Uji toksisitas secara in vitro pada sel hati tikus menunjukkan

paparan AgNP dalam konsentrasi rendah menyebabkan stres oksidatif dan

gangguan fungsi mitokondria (Hussain et al., 2005). Terdapat bukti yang

menunjukkan bahwa ion perak dapat menyebabkan perubahan pada

permeabilitas membran sel terhadap ion potasium dan sodium pada

konsentrasi yang bahkan tidak membatasi sodium, potasium, ATP, dan

aktivitas mitokondria. Nanopartikel perak juga diketahui menunjukkan efek

toksik yang berat pada sistem reproduksi pria. AgNP dapat melewati

pembatas darah dan testis (blood-testes barrier) dan menumpuk di testis

sehingga dapat mempengaruhi sel sperma (McAuliffe and Perry, 2007).

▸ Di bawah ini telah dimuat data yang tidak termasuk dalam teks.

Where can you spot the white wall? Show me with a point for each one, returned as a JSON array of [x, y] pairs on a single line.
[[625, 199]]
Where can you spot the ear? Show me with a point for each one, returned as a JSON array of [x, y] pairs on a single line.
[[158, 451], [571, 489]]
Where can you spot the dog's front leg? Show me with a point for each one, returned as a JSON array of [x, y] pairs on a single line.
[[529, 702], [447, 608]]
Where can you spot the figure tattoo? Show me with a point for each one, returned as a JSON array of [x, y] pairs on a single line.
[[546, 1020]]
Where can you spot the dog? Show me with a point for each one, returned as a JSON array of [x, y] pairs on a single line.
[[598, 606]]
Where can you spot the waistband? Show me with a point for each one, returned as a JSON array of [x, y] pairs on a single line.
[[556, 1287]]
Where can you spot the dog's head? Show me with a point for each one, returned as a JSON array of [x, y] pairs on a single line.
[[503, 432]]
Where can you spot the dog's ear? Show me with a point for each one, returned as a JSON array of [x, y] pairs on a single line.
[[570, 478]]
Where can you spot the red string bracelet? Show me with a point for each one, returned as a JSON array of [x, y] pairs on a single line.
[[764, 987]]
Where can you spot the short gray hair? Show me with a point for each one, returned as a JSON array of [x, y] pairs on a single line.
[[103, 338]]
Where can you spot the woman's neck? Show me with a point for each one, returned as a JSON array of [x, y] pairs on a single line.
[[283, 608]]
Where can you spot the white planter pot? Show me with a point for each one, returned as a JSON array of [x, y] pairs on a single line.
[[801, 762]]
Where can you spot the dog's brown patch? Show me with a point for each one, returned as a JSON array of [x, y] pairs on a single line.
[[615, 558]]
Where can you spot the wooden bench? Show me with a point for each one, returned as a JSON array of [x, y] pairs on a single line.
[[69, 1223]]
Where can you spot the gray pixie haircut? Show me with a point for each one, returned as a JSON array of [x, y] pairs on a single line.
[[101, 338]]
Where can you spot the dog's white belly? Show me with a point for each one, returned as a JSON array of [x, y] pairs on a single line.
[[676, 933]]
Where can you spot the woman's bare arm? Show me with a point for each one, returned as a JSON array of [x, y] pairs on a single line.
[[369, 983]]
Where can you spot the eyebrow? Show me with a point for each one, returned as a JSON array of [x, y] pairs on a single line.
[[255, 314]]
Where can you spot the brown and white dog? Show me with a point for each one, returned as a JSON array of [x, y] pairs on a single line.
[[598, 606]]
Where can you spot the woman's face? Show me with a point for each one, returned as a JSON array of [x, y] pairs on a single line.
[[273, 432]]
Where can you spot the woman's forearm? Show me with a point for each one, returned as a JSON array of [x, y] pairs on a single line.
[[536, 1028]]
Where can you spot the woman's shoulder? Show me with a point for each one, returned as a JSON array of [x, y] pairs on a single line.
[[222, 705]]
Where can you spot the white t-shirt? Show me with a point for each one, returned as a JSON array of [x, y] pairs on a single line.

Salah satu studi in vivo yang dilakukan pada hewan menunjukkan

hasil histopatologis yang mana terdapat kejadian hiperplasia pada saluran

empedu hewan coba, baik disertai dengan nekrosis, fibrosis, pigmentasi,

maupun tidak (Kim et al., 2010). Penelitian juga menunjukkan bahwa

terdapat pelepasa perak ketika nanopartikel disimpan pada periode waktu

tertentu. Sehingga, nanopartikel perak yang sudah lama disimpan lebih

toksik dibandingkan nanopartikel perak yang baru (Kittler et al., 2010).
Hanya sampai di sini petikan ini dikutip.